SHOSHAN: ISRAELI JEWISH TEEN: I live in Israel. My home is built on the side of a hill, beside a mountain. The life in the place where I live is disconnected from the reality. It does not mean that I don't know what is happening in Israel and around the world. It just means that the place where I live is where I felt most safe in all the world.

Last year, my mother and her friend collect money and bought three hundred school bags, notebooks, pens and pencil boxes with much effort. We filled them with the notebooks and the pencil boxes. And when it was all ready, a group went to a village near the refugee camp, and give the bags to the Palestinian children.

Four months later, I went back with my mom to see how else we could help. On the way home, we saw all the children with the bags that we have give them, returning from school. {Weeping} It was a very moving experience for me. As soon as I saw the children, I felt I have make a difference in the world. When I'd helped the children, I felt like it is small act. But, when I saw them went with the school bags on the back, I understood that the small act was greater than I had thought. These are the poorest children in the village. They have no money for school bags, notebooks and most other needs. So, often, they just don't go to school, don't get an education and cannot get ahead in their society. I felt I was not giving from a place of pity. I was offering them a chance for growth and a better life. I felt I was giving more than school bags. I was giving them hope: hope that they could get an education, and also hope by knowing not all Jews are bad. Their only contact with Jews is soldiers, whom, of course, they see as the enemy. I wanted them to know that there people who care about them, and some of these people are Jews.
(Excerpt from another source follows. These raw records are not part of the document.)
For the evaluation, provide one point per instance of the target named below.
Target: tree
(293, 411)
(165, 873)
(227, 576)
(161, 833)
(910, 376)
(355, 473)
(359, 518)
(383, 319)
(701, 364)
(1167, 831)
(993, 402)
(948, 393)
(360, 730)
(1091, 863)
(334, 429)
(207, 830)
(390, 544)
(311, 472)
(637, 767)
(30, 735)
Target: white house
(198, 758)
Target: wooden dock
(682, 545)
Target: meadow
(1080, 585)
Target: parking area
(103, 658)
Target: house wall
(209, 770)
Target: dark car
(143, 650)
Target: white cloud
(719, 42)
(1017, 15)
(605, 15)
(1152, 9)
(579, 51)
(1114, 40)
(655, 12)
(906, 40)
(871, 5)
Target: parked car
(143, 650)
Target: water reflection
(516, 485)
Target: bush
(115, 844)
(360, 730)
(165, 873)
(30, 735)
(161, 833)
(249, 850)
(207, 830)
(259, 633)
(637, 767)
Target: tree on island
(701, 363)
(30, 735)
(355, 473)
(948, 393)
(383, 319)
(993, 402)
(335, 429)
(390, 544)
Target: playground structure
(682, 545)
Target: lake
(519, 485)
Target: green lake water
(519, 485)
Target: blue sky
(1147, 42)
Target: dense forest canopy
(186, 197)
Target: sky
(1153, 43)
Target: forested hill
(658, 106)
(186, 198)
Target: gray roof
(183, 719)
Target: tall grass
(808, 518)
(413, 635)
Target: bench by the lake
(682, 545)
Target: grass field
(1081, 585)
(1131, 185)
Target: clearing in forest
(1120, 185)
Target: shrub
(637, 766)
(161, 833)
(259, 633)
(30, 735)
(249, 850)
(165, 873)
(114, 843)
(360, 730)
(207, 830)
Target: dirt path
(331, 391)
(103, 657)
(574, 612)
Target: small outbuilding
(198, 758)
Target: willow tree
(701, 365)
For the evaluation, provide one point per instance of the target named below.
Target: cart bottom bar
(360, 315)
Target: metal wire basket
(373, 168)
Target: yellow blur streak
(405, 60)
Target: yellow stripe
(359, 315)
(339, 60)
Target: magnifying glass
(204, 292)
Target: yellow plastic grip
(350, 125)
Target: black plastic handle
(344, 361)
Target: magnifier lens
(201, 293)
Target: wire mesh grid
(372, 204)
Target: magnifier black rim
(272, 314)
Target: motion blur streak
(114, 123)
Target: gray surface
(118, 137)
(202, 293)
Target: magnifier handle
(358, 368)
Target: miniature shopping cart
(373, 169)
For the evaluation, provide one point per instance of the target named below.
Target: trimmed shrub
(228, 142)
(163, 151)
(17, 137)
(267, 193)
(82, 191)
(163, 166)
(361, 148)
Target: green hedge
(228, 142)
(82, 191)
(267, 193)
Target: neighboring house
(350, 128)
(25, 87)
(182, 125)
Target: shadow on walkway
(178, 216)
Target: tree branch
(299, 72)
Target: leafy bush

I have a huge fear that the war will never end. It make me think a lot about what "country" mean to me. Actually, I felt that I had no country. I don't feel that any country is mine. I can live anywhere. I don't care. {Weeping} Many feel that the land of Israel is theirs. But, in the truth, no land belongs to anyone. All land belongs to the world. If all the people will begin to understand that nothing in this world belongs to them, peace will came sooner. Peace starting with the understanding that land belongs to everybody.

LOZIAN, ARAB ISRAELI CHRISTIAN TEEN: My name is Lozian. I am a Christian, and a girl that lives in Israel, in a small village in the north. Where I was born is a Jewish land, but the Arab Israelis live here and believe it is our land, too. I live, with my big family, peacefully in my village. But when we want to go to other places in Israel, we are afraid, because of the bombings that happen in Israel all the time. I hope that the nations soon come to an understanding and find a peaceful solution, because Jerusalem belongs to them equally.

I think that each letter in the word, "peace," has a meaning. "P" means "people." "E" means "equality." "A" means "acceptance." "C" means "communication." "E" means "education."

There are so many meanings to the word, "peace." For example, there is a peace between a person and himself. This is a peace that is setting you with yourself. Peace between people is every day. It is meeting new people, and how you view them and behave towards them.

We all need to have hope for peace, because it will be a wonderful thing in the world, especially between Israel and Palestine, and also in Iraq, and any other place that is not peaceful. I feel that peace is the most beautiful thing in life. And when peace will come to the world, all the sadness will go away from the people.